Abu Dhabi to Keep Investing in Solar Energy Despite Crisis

The country is developing the Masdar High-Tech Manufacturing Cluster Abu Dhabi, a zone that is aimed to attract companies from solar industries and other related industries.

Oil-rich Abu Dhabi said on Jan. 19 it will press ahead with plans to develop solar energy, shrugging off a huge drop in oil prices which is cutting the emirate's revenues. "The current economic situation has no impact on Masdar's intended and planned projects," said Sultan al-Jaber, chief executive of Masdar, the government-owned Abu Dhabi Future Energy Co. charged with developing clean energy.

The company's most prestigious project is developing Masdar City in Abu Dhabi -- a $22 billion cluster city that is to have zero carbon emissions.

"We still have an appetite to look for further opportunities," Jaber said on the sidelines of the World Future Energy Summit 2009 in the United Arab Emirates' capital. "We are looking beyond the current economic terms," he said in reference to the global economic crisis which has reduced demand for oil.

The UAE has the world's largest ecological footprint, consuming more natural resources per capita than any other nation, according to a 2008 report by the World Wide Fund for Nature.

Abu Dhabi sits on 90% of the UAE's proven oil reserves, which ranks as the world's fifth largest at 97.8 billion barrels. The UAE is OPEC's third largest oil producer, currently pumping 2.4 million barrels a day. The Gulf state also has over six trillion cubic meters (212 trillion cubic feet) of gas reserves, fourth in the world.

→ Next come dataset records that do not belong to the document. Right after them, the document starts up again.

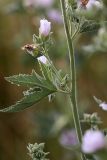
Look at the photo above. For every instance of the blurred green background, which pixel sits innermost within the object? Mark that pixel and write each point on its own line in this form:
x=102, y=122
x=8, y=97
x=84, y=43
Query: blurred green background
x=44, y=122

But oil prices have tumbled from a high of $147 per barrel in July to around $40, slashing revenues for oil-producing countries by some two thirds.

Abu Dhabi's ample fossil energy, however, raises questions about the feasibility of its solar projects, but the emirate appears set on harvesting its other abundant natural resource -- year-round sunshine.

"The main purpose is to develop a new economic sector... All our projects are proceeding," Jaber said a day after Abu Dhabi announced plans to produce 7% of its energy from renewable resources by 2020.

The 6.5-square-kilometer (2.5-square-mile) Masdar City, which is set for completion in 2015, will house 50,000 people and will be run entirely on renewable energy, mainly solar. It will also house the Masdar Institute of Science and Technology, which is being developed in cooperation with the Massachusetts Institute of Technology, aiming to enhance home-grown research in renewables.

In addition, Masdar has established Abu Dhabi's first hi-tech company, Masdar PV, with an investment of $600 million with a plant in Germany -- a leading country in solar industries, to be followed with a plant in the UAE.

The Erfurt plant will produce amorphous thin film photovoltaic modules of an annual capacity of 210 Mega Watts, the company said.

It is also developing the Masdar High-Tech Manufacturing Cluster Abu Dhabi, an approximately four-square kilometer zone that is aimed to attract companies from solar industries and other related industries.